She worked as the Sioux City (Iowa) Symphony Orchestra's music director from 2005 to 2007 and has been the music director for Milan's Giuseppe Verdi Symphony Orchestra since 2009.
Zhang has returned to China regularly to perform with symphony orchestras and musicians since 2008, as classical music continues to gain popularity in the country.
In 2015, she became the BBC National Orchestra of Wales' first female principal guest conductor. The next year she was appointed as music director of the New Jersey Symphony Orchestra.
Zhang says the orchestra has been streaming concerts since March 2020 due to the pandemic.
She has been invited to conduct in-person concerts with the Houston, Seattle and Detroit symphonies. Her first live concert last year was with Seattle Symphony, performing Beethoven's Fifth Symphony in September.
"With extra precautions and safety measures, these concerts were successful and especially meaningful to me since not much was happening in the classical music world (due to COVID-19)," she says.
The New Jersey Symphony Orchestra has so far recorded three live performances and one virtually mixed program, all of which have been warmly received by the audiences, "who have been starved artistically and musically in isolation", Zhang says.

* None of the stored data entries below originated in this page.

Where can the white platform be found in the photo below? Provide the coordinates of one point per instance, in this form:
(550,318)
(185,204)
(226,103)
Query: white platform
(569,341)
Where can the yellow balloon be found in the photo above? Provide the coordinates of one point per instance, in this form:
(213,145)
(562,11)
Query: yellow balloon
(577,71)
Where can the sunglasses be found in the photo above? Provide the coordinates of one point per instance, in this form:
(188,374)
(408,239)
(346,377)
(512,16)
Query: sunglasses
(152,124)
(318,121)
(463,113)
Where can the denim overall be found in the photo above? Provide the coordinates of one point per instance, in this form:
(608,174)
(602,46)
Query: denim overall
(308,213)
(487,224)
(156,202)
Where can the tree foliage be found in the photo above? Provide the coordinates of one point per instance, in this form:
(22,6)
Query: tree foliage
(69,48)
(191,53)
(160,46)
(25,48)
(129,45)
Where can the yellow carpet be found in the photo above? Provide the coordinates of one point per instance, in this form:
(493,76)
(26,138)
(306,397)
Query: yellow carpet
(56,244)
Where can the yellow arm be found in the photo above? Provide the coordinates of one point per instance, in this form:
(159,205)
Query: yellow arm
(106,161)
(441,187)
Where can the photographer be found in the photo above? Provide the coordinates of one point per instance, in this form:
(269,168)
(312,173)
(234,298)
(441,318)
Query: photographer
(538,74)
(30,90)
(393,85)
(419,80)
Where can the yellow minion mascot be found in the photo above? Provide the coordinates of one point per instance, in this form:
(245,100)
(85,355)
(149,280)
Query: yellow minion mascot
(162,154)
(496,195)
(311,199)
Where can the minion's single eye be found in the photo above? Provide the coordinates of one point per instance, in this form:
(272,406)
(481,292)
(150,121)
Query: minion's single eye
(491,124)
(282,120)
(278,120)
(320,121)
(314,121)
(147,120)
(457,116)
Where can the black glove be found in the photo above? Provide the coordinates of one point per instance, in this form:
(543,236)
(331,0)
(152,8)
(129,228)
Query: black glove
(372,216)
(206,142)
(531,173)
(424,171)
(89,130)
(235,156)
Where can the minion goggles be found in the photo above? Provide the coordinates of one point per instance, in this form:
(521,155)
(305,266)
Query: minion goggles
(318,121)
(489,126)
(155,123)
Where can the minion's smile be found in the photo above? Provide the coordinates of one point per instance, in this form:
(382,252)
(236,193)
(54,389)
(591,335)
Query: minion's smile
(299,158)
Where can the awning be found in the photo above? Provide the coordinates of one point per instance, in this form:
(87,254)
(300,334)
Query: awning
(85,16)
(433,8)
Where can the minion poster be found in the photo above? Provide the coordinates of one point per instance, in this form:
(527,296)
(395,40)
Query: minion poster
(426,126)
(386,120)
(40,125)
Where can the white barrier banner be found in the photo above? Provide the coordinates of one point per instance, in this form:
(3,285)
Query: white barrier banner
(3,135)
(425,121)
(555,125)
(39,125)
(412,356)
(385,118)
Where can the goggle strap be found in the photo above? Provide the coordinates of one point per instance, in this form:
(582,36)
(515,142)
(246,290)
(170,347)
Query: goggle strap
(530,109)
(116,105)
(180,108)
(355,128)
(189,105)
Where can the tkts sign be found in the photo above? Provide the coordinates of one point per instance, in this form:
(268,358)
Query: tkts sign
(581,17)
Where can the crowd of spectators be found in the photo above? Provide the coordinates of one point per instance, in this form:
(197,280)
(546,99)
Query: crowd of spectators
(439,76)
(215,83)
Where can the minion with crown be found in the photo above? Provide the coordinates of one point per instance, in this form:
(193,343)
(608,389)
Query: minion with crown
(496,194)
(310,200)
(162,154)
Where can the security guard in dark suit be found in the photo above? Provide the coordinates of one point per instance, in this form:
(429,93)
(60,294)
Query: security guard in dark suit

"I think being social is in our DNA. I consider this isolation period a great opportunity to focus on family, and focus on my children's musical education at home and my personal growth," she says.
"The pandemic is changing the world in many ways. Classical music will endure and survive. The least and the only thing we can do now, as classical musicians, is to be optimistic, because there's no alternative."